05 Apr 2023 - {{hitsCtrl.values.hits}}
By Shabiya Ali Ahlam
Sri Lanka is expected to witness a historic back-to-back contraction in 2023, which is likely to be followed by only tepid recovery in 2024, the Asian Development Bank (ADB) said in its latest economic outlook report.
On assumptions that the island nation will fulfill the expectation laid down by the International Monetary Fund (IMF) to unlock the US$ 3 billion, the ADB forecasts for Sri Lanka a contraction of 3 percent in 2023, and in 2024 a growth of 1.3 percent as the debt overhand wanes. Although Sri Lanka is one of the few countries in the world facing a dip in growth for two years straight, the rate of economic contraction has reduced, the ADB said.
The ADB stressed Sri Lanka’s recovery from the crisis hinges on timely progress on debt relief and steadfast implementation of reforms. The island nation entered the crisis on a weak footing as pre-pandemic macroeconomic vulnerabilities, policy missteps, and shocks left the country with thin buffers on the eve of the pandemic.
In 2022, foreign currency scarcity led to shortages of essentials and triggered an acute energy crisis with prolonged power cuts and transport bottlenecks due to lack of fuel.
Further, inflation soared and eroded living standards, pushing many into poverty, and impacting the poor and vulnerable disproportionally. In 2023, inflation is expected to ease and return to single digits in 2024. The ADB said it projects inflation will reach an average of 24.6 percent in 2023 as fiscal tightening and double-digit interest rates weigh on domestic demand, supply-side disruption easing, and moderating external pressures to alleviate food shortages. While factoring in a high base effect, inflation is expected to be sharply lower in 2024.

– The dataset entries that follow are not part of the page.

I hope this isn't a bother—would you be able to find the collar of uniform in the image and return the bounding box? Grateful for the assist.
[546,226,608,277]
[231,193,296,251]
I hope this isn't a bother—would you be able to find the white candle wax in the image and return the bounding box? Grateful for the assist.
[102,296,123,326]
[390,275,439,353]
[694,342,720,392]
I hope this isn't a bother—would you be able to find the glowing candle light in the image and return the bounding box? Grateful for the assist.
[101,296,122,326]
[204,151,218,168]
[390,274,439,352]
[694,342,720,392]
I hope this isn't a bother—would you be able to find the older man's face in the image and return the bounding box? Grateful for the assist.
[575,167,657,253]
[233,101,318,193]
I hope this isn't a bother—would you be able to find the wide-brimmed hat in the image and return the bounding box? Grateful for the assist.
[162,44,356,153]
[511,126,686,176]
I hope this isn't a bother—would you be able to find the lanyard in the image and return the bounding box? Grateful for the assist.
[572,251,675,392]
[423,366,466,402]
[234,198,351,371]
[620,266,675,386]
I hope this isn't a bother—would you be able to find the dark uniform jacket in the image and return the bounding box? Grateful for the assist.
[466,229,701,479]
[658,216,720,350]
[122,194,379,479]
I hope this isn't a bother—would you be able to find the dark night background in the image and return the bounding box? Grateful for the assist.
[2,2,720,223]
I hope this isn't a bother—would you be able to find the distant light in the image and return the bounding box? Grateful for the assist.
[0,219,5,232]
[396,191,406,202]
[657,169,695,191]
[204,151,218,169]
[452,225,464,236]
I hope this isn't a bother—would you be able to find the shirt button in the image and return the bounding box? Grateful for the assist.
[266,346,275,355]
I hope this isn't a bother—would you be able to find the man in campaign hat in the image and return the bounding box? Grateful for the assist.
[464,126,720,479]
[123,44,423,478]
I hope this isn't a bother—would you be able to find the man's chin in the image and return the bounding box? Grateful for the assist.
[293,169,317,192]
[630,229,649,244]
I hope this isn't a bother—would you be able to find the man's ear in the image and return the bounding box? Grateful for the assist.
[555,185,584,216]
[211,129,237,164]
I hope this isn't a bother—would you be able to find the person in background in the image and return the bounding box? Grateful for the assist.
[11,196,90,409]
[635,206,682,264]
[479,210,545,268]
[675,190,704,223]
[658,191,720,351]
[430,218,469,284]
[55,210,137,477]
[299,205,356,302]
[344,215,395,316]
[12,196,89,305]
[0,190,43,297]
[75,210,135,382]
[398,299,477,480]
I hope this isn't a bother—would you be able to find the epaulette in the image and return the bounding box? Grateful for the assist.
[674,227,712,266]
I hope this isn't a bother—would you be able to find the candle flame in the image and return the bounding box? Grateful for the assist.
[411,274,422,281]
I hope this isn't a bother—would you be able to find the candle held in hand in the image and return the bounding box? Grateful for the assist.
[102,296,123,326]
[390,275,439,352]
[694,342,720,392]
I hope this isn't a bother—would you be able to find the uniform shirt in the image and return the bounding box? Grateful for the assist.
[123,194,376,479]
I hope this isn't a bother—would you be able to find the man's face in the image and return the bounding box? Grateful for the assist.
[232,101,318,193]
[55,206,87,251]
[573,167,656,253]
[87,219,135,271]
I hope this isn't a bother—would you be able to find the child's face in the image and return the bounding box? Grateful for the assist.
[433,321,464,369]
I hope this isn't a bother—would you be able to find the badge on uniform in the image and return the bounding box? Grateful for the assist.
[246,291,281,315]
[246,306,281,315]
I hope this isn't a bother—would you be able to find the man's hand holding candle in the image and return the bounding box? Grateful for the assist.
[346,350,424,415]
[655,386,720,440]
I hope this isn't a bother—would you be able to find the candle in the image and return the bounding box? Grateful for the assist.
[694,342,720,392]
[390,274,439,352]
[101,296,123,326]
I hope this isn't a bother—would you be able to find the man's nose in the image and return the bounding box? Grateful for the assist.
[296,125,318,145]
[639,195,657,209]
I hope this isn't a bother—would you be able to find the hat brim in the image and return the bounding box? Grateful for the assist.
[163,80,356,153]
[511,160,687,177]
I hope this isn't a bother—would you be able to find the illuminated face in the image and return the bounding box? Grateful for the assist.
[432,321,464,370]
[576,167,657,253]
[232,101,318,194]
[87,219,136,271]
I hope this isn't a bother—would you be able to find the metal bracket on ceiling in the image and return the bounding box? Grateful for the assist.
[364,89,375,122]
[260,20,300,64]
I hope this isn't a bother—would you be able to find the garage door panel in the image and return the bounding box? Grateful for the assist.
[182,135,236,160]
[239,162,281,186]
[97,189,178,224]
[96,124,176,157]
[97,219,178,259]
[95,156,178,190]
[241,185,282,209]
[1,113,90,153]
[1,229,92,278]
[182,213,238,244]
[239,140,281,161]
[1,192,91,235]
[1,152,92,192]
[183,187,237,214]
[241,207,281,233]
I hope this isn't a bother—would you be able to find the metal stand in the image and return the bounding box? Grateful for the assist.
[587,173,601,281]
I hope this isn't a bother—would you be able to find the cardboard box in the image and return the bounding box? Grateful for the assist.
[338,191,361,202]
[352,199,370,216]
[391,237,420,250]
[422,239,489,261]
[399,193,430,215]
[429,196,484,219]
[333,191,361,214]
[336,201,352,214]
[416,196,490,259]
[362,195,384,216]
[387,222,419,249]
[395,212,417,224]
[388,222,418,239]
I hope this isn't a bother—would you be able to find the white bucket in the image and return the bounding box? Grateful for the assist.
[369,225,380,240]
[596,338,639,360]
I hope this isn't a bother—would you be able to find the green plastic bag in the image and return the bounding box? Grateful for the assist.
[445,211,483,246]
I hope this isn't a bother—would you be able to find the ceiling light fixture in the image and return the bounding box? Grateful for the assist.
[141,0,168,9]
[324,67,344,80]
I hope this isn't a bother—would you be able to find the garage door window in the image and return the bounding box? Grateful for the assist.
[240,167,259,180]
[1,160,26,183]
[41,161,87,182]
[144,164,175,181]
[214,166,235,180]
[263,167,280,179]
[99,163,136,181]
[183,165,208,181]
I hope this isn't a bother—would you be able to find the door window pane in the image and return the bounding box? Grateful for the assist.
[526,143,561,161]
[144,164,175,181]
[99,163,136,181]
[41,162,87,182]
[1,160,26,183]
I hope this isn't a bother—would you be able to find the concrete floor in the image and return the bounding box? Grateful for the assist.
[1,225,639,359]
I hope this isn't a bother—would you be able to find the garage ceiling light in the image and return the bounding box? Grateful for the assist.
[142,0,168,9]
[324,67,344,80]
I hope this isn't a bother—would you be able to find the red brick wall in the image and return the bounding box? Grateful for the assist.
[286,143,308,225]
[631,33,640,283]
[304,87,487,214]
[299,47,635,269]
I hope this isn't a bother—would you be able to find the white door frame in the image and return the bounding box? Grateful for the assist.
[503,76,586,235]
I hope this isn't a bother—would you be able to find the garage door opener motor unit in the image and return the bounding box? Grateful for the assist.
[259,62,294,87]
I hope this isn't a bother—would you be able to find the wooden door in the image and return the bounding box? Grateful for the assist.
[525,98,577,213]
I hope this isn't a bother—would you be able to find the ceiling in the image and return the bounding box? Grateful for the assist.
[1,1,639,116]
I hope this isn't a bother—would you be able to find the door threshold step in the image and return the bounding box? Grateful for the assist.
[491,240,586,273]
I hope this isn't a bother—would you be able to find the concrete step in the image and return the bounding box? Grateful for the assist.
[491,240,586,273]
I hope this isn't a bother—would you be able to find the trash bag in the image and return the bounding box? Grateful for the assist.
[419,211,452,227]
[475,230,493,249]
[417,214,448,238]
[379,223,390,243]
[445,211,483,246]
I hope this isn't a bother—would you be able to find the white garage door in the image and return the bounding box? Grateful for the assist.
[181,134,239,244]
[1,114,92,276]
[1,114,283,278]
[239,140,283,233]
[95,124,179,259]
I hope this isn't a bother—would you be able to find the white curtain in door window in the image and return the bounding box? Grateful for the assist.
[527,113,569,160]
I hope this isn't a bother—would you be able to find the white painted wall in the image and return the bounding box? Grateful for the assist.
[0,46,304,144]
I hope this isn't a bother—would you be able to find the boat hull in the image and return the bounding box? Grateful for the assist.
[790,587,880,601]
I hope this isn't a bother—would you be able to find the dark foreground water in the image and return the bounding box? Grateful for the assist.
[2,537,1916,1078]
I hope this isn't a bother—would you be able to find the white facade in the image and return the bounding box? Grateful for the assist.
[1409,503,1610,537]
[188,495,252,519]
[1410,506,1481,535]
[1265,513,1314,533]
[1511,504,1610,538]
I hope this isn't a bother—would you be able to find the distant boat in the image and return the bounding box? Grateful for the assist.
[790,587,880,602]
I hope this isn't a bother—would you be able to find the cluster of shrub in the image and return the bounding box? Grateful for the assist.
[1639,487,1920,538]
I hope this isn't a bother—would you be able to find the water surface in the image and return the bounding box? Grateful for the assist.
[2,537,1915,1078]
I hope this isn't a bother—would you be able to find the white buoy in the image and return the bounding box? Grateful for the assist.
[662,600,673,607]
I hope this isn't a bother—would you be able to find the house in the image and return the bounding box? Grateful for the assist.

Sri Lanka has a long road to recovery, and it will be critical to ensure the poor and vulnerable are protected,” said Deputy Country Director for Sri Lanka Utsav Kumar yesterday while addressing the ADB’s Serendipity Knowledge Programme that focused on Sri Lanka’s economic crisis.
“It is imperative that the country addresses the root causes of internal and external imbalances, for which an unwavering commitment to reforms is essential,” he added.
The ADB asserted that reforms Sri Lanka needs include enhancing domestic resource mobilisation, improving the performance of state-owned enterprises to reduce their fiscal burden, strengthening public financial management, and encouraging private sector activities through harmonising trade and investment policies. “Improving governance and accountability mechanisms, such as strengthening anti-corruption legislation, building strong institutions, and increasing transparency, will also be essential to address Sri Lanka’s economic vulnerability,” it stressed.